IV. DISPOSITIONS DIVERSES
La loi comporte un volet important consacré à la sécurité dans les transports publics. Elle institue (art. 57) un délit de pénétration sans autorisation dans les cabines des trains et des rames de métro (art. L. 2242-4 du Code des transports), puni de six mois d'emprisonnement et de 3 750 euros d'amende. Elle prévoit en outre (art. 66) l'aggravation des peines an cas de dégradation de véhicules de transports publics (art. 322-3 du Code pénal), afin de répondre notamment au « caillassage » de bus et aux actes de vandalisme.
La loi comporte par ailleurs un volet relatif à la lutte contre les violences sportives et renforce en particulier la réglementation sur les interdictions administratives de stade (durée maximale portée à 12 mois, motifs élargis - art. 64). L'obligation de pointage, garantie de l'efficacité du dispositif, pourra aussi valoir pour des manifestations sportives se déroulant à l'étranger. Les articles 60 à 65 régissent quant à eux les déplacements des supporters d'équipes lors de manifestations sportives.
La loi (art. 66) alourdit par ailleurs les peines encourues pour les destructions commises « lorsque le bien détruit, dégradé ou détérioré est destiné à l'utilité ou à la décoration publique et appartient à une personne publique ou chargée d'une mission de service public » (art. 322-3, 8° du Code pénal).
Les articles 6 à 9 de la loi favorisent l'identification des cadavres anonymes. A cette fin, la loi permet les comparaisons d'empreintes génétiques.
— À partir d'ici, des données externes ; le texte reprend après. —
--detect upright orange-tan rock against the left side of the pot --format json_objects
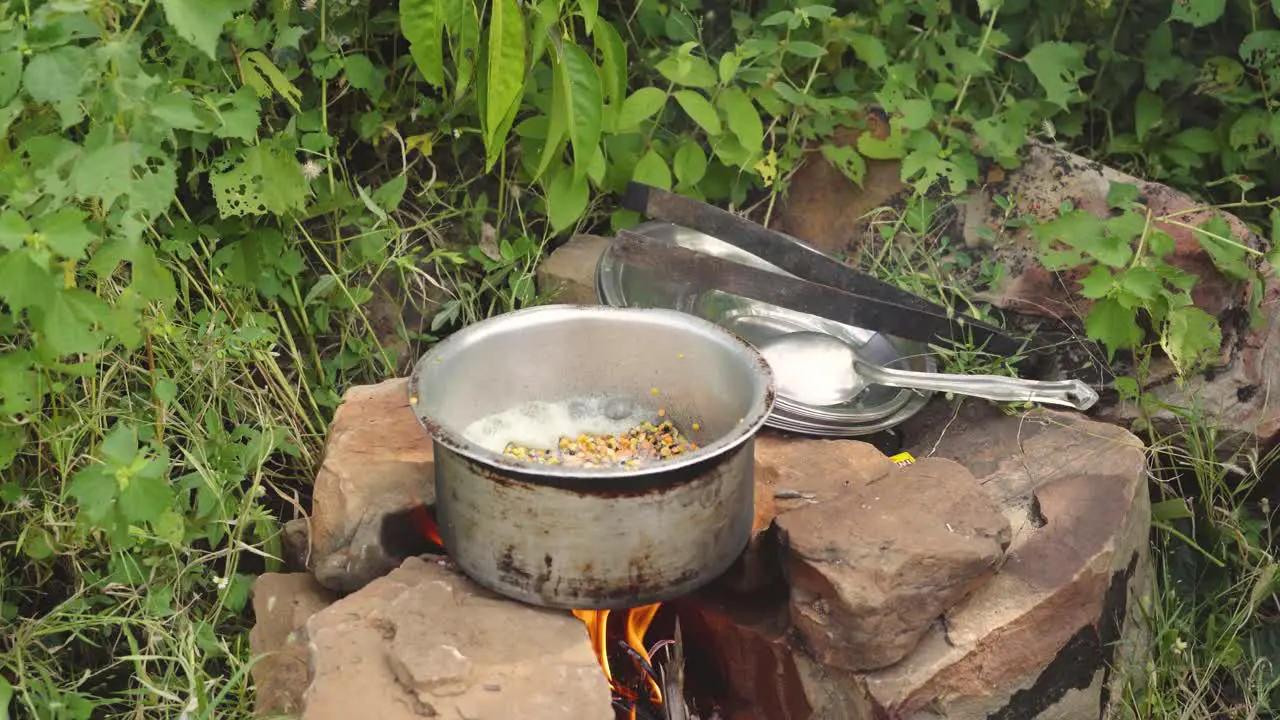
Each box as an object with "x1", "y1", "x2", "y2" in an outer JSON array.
[{"x1": 310, "y1": 378, "x2": 435, "y2": 592}]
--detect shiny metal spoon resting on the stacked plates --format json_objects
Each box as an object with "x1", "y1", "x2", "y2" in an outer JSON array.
[{"x1": 759, "y1": 332, "x2": 1098, "y2": 410}]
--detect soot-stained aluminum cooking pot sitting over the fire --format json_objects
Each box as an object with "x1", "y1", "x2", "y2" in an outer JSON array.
[{"x1": 410, "y1": 305, "x2": 773, "y2": 610}]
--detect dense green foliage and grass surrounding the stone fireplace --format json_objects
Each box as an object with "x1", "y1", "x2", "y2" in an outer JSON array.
[{"x1": 0, "y1": 0, "x2": 1280, "y2": 719}]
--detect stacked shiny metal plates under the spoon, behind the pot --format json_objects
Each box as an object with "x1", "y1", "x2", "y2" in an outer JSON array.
[{"x1": 595, "y1": 222, "x2": 937, "y2": 437}]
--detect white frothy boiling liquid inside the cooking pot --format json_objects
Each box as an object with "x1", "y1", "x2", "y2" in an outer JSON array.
[{"x1": 462, "y1": 395, "x2": 658, "y2": 452}]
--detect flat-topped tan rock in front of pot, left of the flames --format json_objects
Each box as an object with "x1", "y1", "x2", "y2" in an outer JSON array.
[{"x1": 302, "y1": 557, "x2": 612, "y2": 720}]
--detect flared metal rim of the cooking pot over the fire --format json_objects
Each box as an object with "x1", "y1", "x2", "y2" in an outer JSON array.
[{"x1": 408, "y1": 304, "x2": 774, "y2": 480}]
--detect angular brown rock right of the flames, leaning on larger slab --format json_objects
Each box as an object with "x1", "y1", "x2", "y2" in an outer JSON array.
[{"x1": 777, "y1": 460, "x2": 1010, "y2": 670}]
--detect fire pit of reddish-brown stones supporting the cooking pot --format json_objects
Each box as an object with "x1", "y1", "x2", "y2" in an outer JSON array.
[{"x1": 251, "y1": 368, "x2": 1149, "y2": 720}]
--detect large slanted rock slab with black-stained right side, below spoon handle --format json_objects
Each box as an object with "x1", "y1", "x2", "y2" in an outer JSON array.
[{"x1": 867, "y1": 404, "x2": 1151, "y2": 719}]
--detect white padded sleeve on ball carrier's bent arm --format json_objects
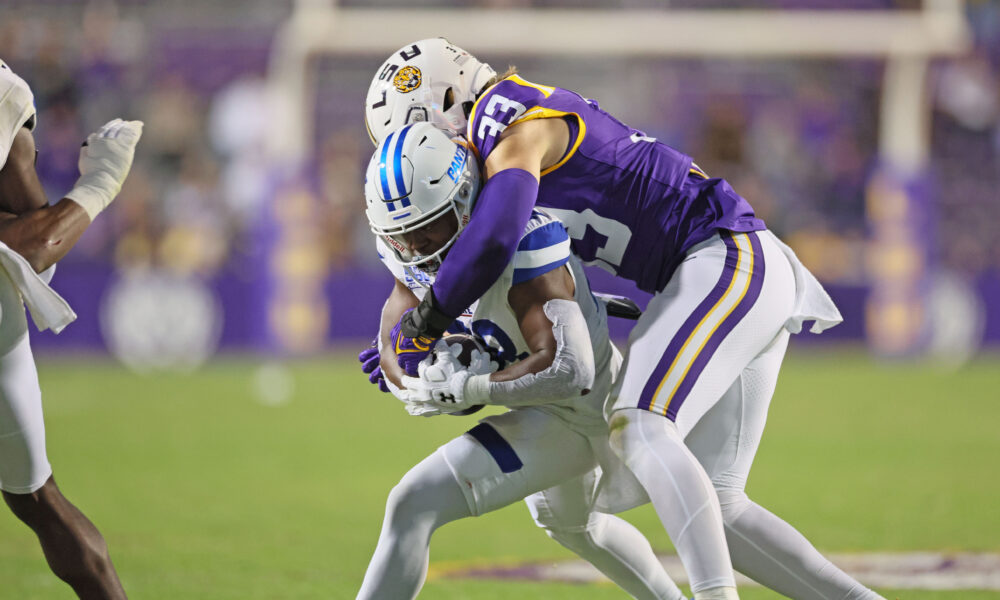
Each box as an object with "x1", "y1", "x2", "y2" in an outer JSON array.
[{"x1": 464, "y1": 300, "x2": 595, "y2": 406}]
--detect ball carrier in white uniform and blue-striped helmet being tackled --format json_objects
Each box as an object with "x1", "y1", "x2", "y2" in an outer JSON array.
[{"x1": 358, "y1": 124, "x2": 683, "y2": 600}]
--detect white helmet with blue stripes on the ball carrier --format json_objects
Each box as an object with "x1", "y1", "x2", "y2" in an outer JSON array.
[{"x1": 365, "y1": 123, "x2": 480, "y2": 273}]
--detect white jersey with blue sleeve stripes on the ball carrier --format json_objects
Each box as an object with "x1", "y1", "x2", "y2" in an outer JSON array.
[{"x1": 378, "y1": 209, "x2": 617, "y2": 434}]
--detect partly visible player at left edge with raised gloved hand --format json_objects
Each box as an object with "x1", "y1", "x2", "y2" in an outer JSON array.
[{"x1": 0, "y1": 61, "x2": 142, "y2": 599}]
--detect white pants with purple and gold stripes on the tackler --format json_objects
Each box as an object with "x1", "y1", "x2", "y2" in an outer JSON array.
[{"x1": 609, "y1": 231, "x2": 878, "y2": 600}]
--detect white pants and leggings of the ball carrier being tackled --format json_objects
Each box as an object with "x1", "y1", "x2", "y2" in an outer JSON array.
[{"x1": 358, "y1": 408, "x2": 684, "y2": 600}]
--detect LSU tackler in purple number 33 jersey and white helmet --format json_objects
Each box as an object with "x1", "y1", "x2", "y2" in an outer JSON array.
[{"x1": 365, "y1": 40, "x2": 878, "y2": 600}]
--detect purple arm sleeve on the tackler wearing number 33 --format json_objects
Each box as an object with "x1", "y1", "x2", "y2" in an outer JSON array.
[{"x1": 433, "y1": 169, "x2": 538, "y2": 318}]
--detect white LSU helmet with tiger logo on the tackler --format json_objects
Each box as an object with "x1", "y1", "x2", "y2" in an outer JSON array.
[{"x1": 365, "y1": 38, "x2": 496, "y2": 144}]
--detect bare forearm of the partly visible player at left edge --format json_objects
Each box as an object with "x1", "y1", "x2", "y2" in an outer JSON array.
[{"x1": 0, "y1": 198, "x2": 90, "y2": 273}]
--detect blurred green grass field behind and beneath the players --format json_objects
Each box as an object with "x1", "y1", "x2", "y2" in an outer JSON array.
[{"x1": 0, "y1": 352, "x2": 1000, "y2": 600}]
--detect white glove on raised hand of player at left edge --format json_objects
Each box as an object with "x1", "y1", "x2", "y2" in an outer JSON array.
[{"x1": 66, "y1": 119, "x2": 142, "y2": 221}]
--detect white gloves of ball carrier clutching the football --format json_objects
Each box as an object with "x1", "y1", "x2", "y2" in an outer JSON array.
[{"x1": 403, "y1": 340, "x2": 499, "y2": 414}]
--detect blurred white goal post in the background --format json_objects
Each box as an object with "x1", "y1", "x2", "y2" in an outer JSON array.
[{"x1": 268, "y1": 0, "x2": 972, "y2": 355}]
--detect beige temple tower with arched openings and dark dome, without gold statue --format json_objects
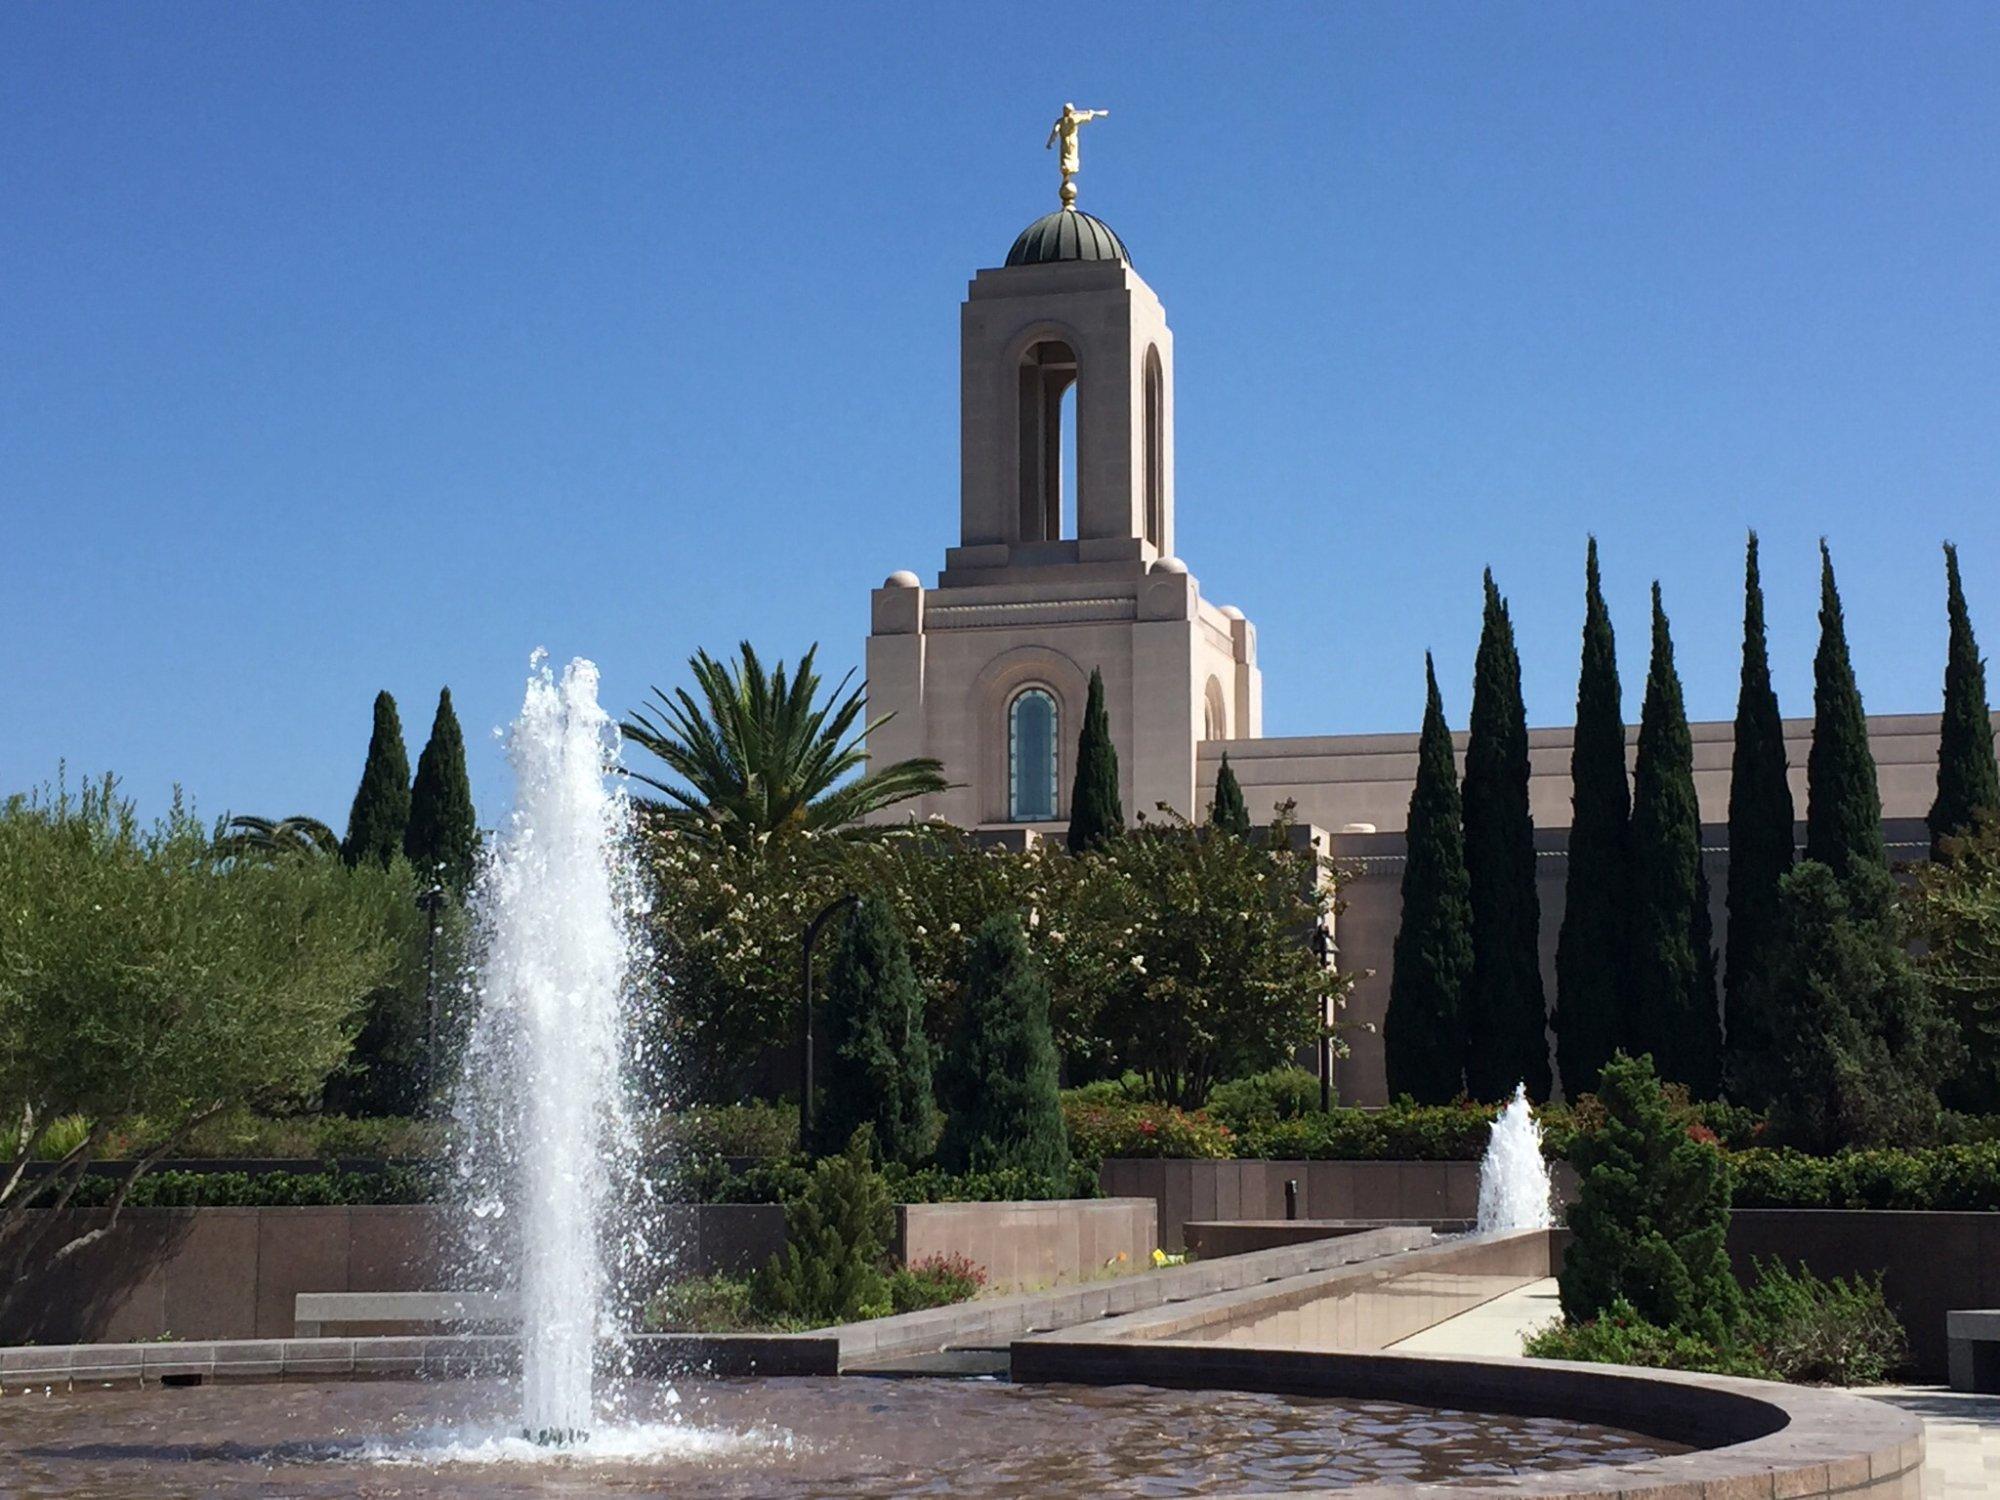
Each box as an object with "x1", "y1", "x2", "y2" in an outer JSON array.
[{"x1": 868, "y1": 197, "x2": 1262, "y2": 832}]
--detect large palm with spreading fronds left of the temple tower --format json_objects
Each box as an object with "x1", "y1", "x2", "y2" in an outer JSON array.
[{"x1": 620, "y1": 640, "x2": 946, "y2": 848}]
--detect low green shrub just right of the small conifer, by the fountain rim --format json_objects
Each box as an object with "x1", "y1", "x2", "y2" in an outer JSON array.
[{"x1": 1744, "y1": 1260, "x2": 1910, "y2": 1386}]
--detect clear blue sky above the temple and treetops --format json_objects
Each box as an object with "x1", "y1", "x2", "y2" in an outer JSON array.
[{"x1": 0, "y1": 2, "x2": 2000, "y2": 826}]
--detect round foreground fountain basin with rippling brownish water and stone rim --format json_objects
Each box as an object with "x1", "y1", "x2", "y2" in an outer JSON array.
[{"x1": 0, "y1": 1328, "x2": 1922, "y2": 1500}]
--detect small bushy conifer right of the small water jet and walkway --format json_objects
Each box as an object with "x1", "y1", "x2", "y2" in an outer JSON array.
[{"x1": 1562, "y1": 1054, "x2": 1742, "y2": 1342}]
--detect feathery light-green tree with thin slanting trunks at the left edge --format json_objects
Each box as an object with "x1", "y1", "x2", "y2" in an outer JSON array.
[{"x1": 0, "y1": 778, "x2": 416, "y2": 1286}]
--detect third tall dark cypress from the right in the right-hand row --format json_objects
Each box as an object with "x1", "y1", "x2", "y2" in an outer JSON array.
[{"x1": 1724, "y1": 532, "x2": 1794, "y2": 1078}]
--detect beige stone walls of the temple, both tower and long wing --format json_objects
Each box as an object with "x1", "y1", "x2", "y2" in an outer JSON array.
[{"x1": 868, "y1": 209, "x2": 1992, "y2": 1104}]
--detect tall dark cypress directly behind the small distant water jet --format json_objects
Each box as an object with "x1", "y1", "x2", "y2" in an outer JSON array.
[{"x1": 1464, "y1": 568, "x2": 1550, "y2": 1100}]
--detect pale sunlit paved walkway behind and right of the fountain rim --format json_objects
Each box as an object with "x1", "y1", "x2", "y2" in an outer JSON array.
[{"x1": 1394, "y1": 1278, "x2": 2000, "y2": 1500}]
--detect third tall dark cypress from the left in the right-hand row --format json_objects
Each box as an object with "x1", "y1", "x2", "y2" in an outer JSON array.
[{"x1": 1556, "y1": 536, "x2": 1632, "y2": 1098}]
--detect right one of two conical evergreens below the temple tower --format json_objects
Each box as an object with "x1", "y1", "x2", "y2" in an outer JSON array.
[{"x1": 938, "y1": 912, "x2": 1070, "y2": 1176}]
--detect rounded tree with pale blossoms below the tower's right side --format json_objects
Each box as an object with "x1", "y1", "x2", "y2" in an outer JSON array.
[{"x1": 1080, "y1": 810, "x2": 1346, "y2": 1108}]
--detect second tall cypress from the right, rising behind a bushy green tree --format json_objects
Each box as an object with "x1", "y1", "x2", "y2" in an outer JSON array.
[{"x1": 1806, "y1": 540, "x2": 1888, "y2": 880}]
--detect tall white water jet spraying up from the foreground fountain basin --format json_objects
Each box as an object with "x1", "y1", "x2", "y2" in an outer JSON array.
[{"x1": 456, "y1": 652, "x2": 638, "y2": 1444}]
Elle modifie l'article L. 2223-42 du CGCT afin que des prélèvements biologiques puissent être réalisés sur un cadavre anonyme, sous l'autorité du procureur de la République, avant la fermeture du cercueil.
S'agissant du recueil des images numérisées pour l'établissement des titres sécurisés, la loi précise (art. 16), que « la mission confiée au maire de réception et de saisie des demandes de passeport ne comporte le recueil de la photographie du visage du demandeur que pour les communes équipées à cette fin à la date du 1er janvier 2011 et pour une période définie par décret ». En dehors de ces cas, les photographies destinées à la réalisation des passeports, cartes nationales d'identité et autres titres sécurisés sont réalisées par un professionnel de la photographie.
L'article 49 prévoit un délit d'entrave au déroulement des débats d'une assemblée parlementaire ou d'un organe délibérant d'une collectivité territoriale, puni d'un an d'emprisonnement et de 15 000 euros d'amende (art. 431-1 du Code pénal).
- Le Conseil constitutionnel a en revanche déclaré contraire à la Constitution, l'article 90 qui permettait au préfet de procéder à l'évacuation forcée d'une installation illicite sur un terrain public ou privé comportant de « graves risques pour la salubrité, la sécurité ou la tranquillité publiques ». Ces dispositions, qui « permettaient de procéder dans l'urgence, à toute époque de l'année, à l'évacuation, sans considération de la situation personnelle ou familiale, de personnes défavorisées et ne disposant pas d'un logement décent », opéraient ainsi « une conciliation manifestement déséquilibrée entre la nécessité de sauvegarder l'ordre public et les autres droits et libertés », a jugé le Conseil.